After the new dose was approved, there were 5,696 poisoning cases, of which 1,140 (30.6%) took doses greater than 10,000 mg per day. Even more alarming is the 40 per cent increase in poisoning cases between 2005 and 2008.

Although acetaminophen is a safe painkiller, it is not effective for all patients or conditions, the researchers said. If the drug does not provide pain relief, patients are likely to increase the dose themselves, which is a key factor in the surge in poisoning incidents.

Poisoning, one of the world's most commonly used painkillers, has skyrocketed: overdosing

Currently, the most common preparations for acetaminophen are 500 mg and 1000 mg oral tablets. Patients aged 12 years and older were treated at a dose of 1000 mg per 4 to 6 hours and a maximum daily dose of 4000 mg. In children under 12 years of age, weight-based doses are recommended (i.e. 10-15 mg/kg every 4 to 6 hours, with a maximum daily dose of 75 mg/kg).

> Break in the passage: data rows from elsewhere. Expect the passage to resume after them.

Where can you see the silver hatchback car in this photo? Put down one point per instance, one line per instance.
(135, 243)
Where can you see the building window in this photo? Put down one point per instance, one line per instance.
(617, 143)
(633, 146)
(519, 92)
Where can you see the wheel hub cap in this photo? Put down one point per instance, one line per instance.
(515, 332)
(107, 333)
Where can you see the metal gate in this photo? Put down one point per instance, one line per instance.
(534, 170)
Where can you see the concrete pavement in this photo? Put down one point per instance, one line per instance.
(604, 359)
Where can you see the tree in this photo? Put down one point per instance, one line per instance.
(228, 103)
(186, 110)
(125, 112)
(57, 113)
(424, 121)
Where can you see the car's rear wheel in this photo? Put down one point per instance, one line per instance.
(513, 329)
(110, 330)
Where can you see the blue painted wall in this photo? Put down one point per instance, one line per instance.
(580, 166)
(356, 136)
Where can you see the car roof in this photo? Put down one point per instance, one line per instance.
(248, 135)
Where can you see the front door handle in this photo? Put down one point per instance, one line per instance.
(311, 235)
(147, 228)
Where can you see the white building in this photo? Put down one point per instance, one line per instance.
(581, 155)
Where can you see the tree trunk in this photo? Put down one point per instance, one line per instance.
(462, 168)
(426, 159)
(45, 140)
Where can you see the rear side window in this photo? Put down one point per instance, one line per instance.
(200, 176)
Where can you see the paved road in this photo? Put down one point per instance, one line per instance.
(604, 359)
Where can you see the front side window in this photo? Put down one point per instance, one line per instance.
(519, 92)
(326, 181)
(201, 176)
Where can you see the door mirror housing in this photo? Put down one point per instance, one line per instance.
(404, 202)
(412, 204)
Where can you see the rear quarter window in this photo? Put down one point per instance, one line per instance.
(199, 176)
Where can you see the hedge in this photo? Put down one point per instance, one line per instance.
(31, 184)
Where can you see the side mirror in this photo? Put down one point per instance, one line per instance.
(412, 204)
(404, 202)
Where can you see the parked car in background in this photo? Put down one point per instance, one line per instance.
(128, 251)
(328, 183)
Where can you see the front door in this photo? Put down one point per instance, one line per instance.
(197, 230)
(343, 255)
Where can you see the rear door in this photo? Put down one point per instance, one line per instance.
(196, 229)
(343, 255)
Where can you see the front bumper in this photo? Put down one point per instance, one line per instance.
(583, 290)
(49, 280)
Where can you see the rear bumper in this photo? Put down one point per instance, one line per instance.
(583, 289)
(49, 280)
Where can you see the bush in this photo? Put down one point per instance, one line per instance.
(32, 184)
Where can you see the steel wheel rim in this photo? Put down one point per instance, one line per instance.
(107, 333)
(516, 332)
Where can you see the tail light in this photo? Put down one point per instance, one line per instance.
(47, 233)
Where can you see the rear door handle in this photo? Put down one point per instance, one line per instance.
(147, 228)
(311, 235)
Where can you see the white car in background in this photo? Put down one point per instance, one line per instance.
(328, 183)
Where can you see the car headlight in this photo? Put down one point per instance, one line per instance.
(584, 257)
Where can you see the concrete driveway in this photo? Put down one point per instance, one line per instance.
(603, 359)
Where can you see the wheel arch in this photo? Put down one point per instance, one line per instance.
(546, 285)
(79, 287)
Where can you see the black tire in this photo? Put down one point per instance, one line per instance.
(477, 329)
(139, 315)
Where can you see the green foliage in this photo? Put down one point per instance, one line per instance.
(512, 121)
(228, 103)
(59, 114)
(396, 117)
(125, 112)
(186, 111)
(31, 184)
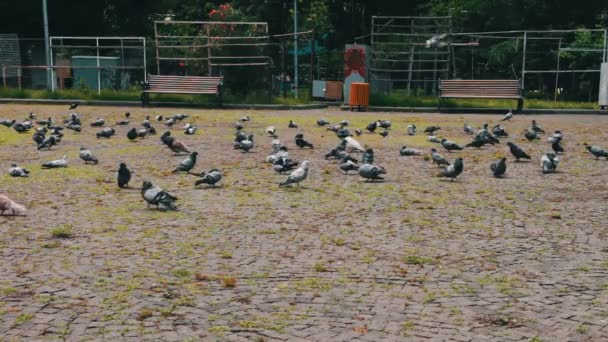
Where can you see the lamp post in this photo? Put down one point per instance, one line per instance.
(46, 45)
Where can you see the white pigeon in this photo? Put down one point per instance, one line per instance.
(353, 144)
(297, 175)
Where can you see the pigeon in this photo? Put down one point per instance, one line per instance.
(372, 127)
(468, 129)
(536, 127)
(431, 130)
(353, 144)
(187, 164)
(371, 172)
(132, 134)
(531, 135)
(16, 171)
(411, 129)
(434, 139)
(499, 167)
(322, 122)
(98, 122)
(245, 145)
(38, 138)
(8, 207)
(384, 124)
(499, 131)
(549, 162)
(407, 151)
(452, 171)
(105, 133)
(87, 156)
(284, 164)
(48, 142)
(297, 175)
(517, 152)
(557, 136)
(155, 195)
(597, 151)
(124, 176)
(557, 146)
(301, 142)
(450, 145)
(438, 158)
(63, 162)
(7, 123)
(348, 165)
(368, 156)
(271, 131)
(211, 177)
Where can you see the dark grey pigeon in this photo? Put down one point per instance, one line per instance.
(452, 171)
(87, 156)
(371, 172)
(212, 177)
(517, 152)
(407, 151)
(16, 171)
(107, 132)
(597, 151)
(155, 195)
(187, 164)
(124, 176)
(549, 162)
(499, 167)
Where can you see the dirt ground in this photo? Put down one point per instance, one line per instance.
(416, 257)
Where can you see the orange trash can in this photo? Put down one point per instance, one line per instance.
(359, 95)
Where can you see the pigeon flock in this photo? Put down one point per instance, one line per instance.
(350, 153)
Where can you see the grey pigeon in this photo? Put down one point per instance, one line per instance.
(87, 156)
(517, 152)
(16, 171)
(211, 177)
(438, 158)
(411, 129)
(348, 165)
(187, 164)
(245, 145)
(63, 162)
(597, 151)
(107, 132)
(298, 175)
(452, 171)
(124, 176)
(301, 142)
(407, 151)
(499, 167)
(371, 172)
(549, 162)
(155, 195)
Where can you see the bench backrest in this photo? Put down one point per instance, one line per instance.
(485, 88)
(184, 83)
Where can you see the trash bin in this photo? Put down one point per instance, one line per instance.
(359, 95)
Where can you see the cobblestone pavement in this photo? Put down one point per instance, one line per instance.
(522, 258)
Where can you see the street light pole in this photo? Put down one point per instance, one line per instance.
(295, 46)
(46, 45)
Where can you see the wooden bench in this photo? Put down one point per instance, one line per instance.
(482, 89)
(167, 84)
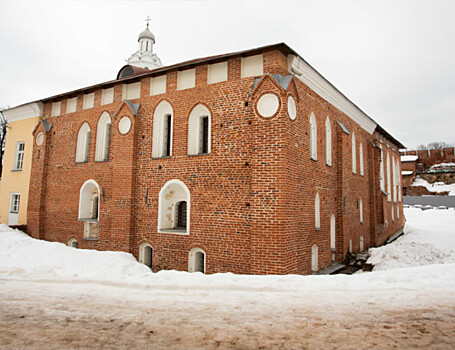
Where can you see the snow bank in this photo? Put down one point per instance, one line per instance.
(29, 257)
(442, 166)
(436, 187)
(429, 238)
(409, 158)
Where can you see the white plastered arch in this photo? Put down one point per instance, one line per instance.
(173, 192)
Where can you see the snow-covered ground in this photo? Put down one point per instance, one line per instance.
(435, 187)
(53, 296)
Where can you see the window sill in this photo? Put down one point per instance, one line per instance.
(88, 220)
(174, 231)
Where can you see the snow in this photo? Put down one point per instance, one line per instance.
(442, 166)
(409, 158)
(91, 299)
(435, 187)
(418, 247)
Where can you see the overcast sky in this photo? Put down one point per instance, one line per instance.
(393, 59)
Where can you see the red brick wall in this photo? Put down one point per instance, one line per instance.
(252, 197)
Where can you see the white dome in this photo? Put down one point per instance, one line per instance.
(146, 34)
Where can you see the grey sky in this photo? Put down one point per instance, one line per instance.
(394, 59)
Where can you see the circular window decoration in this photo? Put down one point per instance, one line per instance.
(268, 105)
(124, 125)
(292, 109)
(40, 138)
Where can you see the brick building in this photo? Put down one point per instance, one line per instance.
(249, 162)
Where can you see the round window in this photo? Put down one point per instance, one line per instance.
(40, 138)
(268, 105)
(124, 125)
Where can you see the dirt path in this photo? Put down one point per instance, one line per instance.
(47, 319)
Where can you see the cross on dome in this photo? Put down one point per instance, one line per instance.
(144, 57)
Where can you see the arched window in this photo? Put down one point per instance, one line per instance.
(89, 201)
(73, 243)
(146, 254)
(361, 158)
(180, 222)
(332, 236)
(174, 208)
(83, 143)
(103, 137)
(328, 141)
(361, 211)
(314, 258)
(89, 208)
(196, 260)
(394, 180)
(398, 180)
(199, 129)
(389, 185)
(162, 130)
(313, 138)
(354, 161)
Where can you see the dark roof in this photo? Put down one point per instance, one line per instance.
(128, 71)
(141, 72)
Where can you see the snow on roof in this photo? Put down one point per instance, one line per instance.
(409, 158)
(442, 166)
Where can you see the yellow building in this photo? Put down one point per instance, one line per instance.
(17, 161)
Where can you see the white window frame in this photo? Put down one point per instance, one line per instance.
(328, 141)
(361, 159)
(361, 210)
(73, 243)
(389, 184)
(89, 101)
(194, 130)
(314, 258)
(381, 170)
(142, 257)
(15, 202)
(164, 203)
(56, 108)
(354, 156)
(83, 143)
(313, 137)
(19, 156)
(103, 137)
(192, 261)
(163, 109)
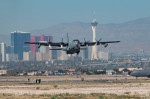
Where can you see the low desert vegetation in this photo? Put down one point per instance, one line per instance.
(70, 96)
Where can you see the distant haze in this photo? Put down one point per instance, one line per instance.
(134, 35)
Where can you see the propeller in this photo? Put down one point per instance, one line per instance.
(85, 42)
(105, 45)
(62, 43)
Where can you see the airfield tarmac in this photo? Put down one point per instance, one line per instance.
(110, 84)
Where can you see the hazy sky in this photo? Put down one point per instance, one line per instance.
(28, 15)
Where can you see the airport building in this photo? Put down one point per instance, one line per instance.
(11, 57)
(43, 52)
(17, 43)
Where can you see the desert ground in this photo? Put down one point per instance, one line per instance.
(97, 84)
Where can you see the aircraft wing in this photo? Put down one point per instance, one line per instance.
(96, 43)
(44, 43)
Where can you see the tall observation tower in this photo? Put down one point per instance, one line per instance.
(94, 48)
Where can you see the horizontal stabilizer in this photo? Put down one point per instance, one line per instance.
(56, 49)
(83, 48)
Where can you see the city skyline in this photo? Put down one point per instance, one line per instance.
(36, 14)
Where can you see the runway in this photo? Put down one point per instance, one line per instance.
(74, 79)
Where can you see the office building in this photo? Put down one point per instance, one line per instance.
(17, 43)
(28, 56)
(11, 57)
(105, 55)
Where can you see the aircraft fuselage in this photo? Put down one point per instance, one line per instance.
(73, 47)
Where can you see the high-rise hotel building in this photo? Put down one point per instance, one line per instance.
(17, 43)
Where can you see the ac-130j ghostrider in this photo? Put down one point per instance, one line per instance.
(71, 48)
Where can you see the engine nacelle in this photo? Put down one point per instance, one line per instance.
(105, 45)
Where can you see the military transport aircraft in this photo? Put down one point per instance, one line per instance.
(71, 48)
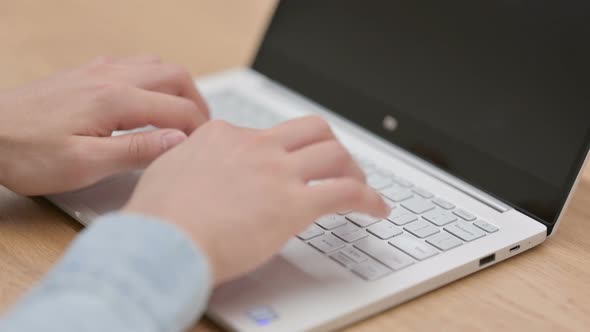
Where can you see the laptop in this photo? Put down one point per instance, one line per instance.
(472, 118)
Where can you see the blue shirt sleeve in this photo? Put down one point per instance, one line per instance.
(123, 273)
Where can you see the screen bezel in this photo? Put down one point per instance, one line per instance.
(275, 66)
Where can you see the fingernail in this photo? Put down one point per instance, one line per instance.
(172, 139)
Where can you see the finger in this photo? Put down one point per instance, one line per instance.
(140, 60)
(135, 150)
(345, 194)
(328, 159)
(130, 107)
(164, 78)
(297, 133)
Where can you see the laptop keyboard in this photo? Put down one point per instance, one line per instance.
(421, 225)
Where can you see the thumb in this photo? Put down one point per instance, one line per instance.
(139, 149)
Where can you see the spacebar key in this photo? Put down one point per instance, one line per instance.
(384, 253)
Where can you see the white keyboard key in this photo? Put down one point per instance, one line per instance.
(384, 230)
(331, 221)
(444, 241)
(439, 217)
(327, 243)
(311, 232)
(397, 194)
(379, 181)
(421, 228)
(413, 247)
(349, 257)
(401, 216)
(418, 205)
(422, 192)
(465, 231)
(371, 270)
(384, 253)
(443, 204)
(464, 214)
(350, 233)
(362, 220)
(486, 226)
(403, 182)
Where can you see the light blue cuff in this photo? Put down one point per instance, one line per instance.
(124, 273)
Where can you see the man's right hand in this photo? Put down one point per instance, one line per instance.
(242, 193)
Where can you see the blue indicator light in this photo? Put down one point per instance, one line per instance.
(262, 315)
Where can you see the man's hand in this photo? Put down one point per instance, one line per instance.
(55, 135)
(242, 193)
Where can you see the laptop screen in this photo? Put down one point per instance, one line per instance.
(495, 92)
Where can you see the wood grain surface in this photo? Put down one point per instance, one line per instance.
(545, 289)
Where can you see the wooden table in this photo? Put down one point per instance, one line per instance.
(545, 289)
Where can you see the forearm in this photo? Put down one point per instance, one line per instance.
(124, 273)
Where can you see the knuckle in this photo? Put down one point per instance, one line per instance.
(218, 125)
(105, 93)
(77, 156)
(177, 71)
(320, 123)
(340, 154)
(138, 146)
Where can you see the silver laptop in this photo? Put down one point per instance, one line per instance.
(471, 118)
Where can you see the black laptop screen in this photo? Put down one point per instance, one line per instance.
(495, 92)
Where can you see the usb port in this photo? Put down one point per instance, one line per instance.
(487, 259)
(515, 248)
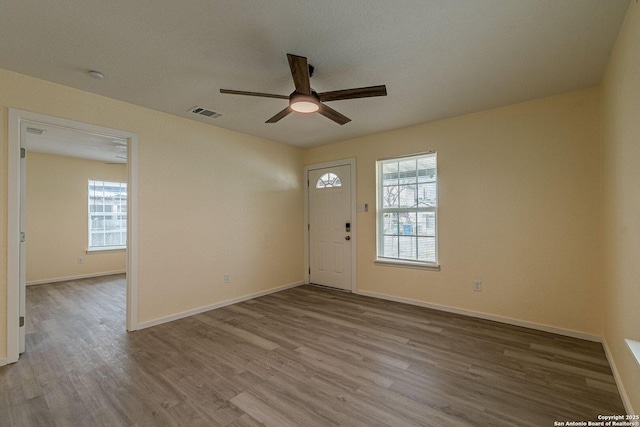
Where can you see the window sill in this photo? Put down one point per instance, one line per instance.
(634, 346)
(406, 264)
(104, 249)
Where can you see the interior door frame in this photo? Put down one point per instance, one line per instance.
(354, 222)
(16, 117)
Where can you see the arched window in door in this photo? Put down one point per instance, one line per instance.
(328, 180)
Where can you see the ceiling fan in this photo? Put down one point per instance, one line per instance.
(306, 100)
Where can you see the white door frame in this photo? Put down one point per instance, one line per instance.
(13, 220)
(354, 223)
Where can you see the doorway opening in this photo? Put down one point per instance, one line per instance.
(70, 140)
(331, 225)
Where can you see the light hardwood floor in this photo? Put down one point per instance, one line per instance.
(301, 357)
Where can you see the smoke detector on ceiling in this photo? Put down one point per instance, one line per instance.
(205, 112)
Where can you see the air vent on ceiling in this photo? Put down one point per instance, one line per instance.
(205, 112)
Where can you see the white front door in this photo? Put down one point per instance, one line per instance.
(330, 227)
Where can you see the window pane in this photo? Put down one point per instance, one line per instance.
(408, 224)
(107, 213)
(390, 197)
(427, 193)
(390, 224)
(407, 198)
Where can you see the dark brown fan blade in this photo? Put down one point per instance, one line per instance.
(333, 115)
(300, 73)
(361, 92)
(279, 116)
(264, 95)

It is worth mentioning that liver poisoning can be caused by exceeding the maximum therapeutic dose per day, and can have severe toxic effects when the adult dose exceeds 10,000 mg and the dose exceeds 150 to 200 mg/kg in children.

It is important to note that when using the drug, be sure to follow your doctor’s instructions and take it in strict accordance with the recommended dose of the drug. In addition, if the drug does not have the desired effect, consult a doctor, do not increase the dose of the drug without authorization.